As envisioned, the expert controllers would perform the
following functions:
(1) Process Control - The process controller
assimilates specific online data from subsystem
process sensors and inspection probers, and in
turn interprets process anomalies and generates
appropriate responses. Often the generation of
appropriate responses requires simulation of the
potential effects of suggested corrective
actions. This differs from conventional computer
controlled feed back systems in that it can
respond to complex situations by applying domain
expertise to diagnose and correct deficiencies.
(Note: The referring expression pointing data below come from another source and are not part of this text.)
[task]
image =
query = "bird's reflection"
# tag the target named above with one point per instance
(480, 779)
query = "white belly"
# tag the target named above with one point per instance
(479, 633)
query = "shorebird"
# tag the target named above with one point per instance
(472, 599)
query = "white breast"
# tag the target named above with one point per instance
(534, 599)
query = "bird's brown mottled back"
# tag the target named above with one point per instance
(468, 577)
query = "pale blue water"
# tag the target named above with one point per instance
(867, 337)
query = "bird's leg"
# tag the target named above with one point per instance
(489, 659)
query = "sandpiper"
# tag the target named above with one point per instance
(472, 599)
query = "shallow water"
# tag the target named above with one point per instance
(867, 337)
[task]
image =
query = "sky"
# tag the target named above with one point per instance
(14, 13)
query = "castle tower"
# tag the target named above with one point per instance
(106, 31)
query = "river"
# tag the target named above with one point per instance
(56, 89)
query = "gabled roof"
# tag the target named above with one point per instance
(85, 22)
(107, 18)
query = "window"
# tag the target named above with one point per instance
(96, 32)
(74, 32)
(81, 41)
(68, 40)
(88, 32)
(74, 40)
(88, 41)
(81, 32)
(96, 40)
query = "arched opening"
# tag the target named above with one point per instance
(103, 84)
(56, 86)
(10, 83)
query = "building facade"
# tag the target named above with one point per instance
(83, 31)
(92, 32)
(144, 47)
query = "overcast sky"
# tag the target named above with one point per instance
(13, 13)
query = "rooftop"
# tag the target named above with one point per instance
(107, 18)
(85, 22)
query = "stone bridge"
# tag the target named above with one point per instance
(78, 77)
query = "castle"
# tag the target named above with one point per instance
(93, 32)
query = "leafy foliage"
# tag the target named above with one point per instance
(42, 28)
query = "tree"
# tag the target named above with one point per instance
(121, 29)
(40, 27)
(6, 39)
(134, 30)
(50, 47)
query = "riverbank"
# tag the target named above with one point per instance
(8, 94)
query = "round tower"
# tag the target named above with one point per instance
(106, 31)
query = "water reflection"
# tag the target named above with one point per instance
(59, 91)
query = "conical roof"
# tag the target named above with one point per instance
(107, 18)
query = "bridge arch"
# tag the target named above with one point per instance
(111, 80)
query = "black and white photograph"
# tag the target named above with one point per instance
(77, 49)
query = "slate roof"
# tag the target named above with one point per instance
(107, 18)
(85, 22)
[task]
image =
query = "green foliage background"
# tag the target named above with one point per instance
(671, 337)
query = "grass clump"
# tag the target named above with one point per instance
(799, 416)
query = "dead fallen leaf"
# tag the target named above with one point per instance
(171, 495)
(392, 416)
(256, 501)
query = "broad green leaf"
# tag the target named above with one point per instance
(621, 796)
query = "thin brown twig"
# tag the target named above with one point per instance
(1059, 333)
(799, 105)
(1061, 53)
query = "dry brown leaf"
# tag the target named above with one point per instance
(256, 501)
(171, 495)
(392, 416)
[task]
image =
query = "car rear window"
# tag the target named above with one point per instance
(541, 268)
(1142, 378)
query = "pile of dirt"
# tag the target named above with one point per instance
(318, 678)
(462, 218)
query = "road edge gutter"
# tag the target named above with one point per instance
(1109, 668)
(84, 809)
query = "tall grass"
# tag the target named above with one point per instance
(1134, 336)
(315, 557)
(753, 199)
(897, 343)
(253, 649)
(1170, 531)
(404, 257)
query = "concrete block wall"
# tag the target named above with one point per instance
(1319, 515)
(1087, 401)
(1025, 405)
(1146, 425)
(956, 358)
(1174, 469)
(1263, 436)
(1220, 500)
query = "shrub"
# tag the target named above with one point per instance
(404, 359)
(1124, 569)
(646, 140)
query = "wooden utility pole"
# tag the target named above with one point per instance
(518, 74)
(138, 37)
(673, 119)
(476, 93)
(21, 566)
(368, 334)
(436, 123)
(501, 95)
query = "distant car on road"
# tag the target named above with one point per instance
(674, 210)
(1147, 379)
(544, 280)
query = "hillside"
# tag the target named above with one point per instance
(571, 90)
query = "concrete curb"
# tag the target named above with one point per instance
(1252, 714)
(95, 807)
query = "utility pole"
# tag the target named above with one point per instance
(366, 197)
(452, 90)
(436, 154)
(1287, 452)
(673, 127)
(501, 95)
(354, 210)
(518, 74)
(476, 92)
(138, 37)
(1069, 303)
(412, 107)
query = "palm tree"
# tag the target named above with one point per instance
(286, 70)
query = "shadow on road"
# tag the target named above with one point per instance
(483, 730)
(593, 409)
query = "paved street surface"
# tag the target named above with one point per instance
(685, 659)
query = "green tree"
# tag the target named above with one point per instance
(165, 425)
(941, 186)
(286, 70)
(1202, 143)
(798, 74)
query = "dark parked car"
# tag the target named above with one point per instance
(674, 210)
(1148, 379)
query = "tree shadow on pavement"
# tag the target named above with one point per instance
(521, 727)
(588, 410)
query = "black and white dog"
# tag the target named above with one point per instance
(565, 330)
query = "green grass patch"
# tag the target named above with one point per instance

The process controller will also make planning and
scheduling decisions as process adjustments are
implemented.
(2) Maintenance Control - The maintenance controller
assimilates real time data from subsystem
equipment and consumable monitors to interpret
equipment anomalies. As anomalies are identified
the expert controller can implement maintenance
tests, note possible deviancies and flag abnormal
transient operation prior to hard failure. The
expert system can isolate a fault, diagnose the
cause, and suggest or implement corrective repair.
Periodically, an electrical probe test will be
performed on selected finished wafers. This consists of
performing up to 73 electrical measurements at various
points on a selected wafer to determine quality and process
accuracy. The process will be accomplished automatically
as it is now, however artificial intelligence techniques
need to be applied to efficiently determine the cause of
any anomalies and appropriate corrective actions.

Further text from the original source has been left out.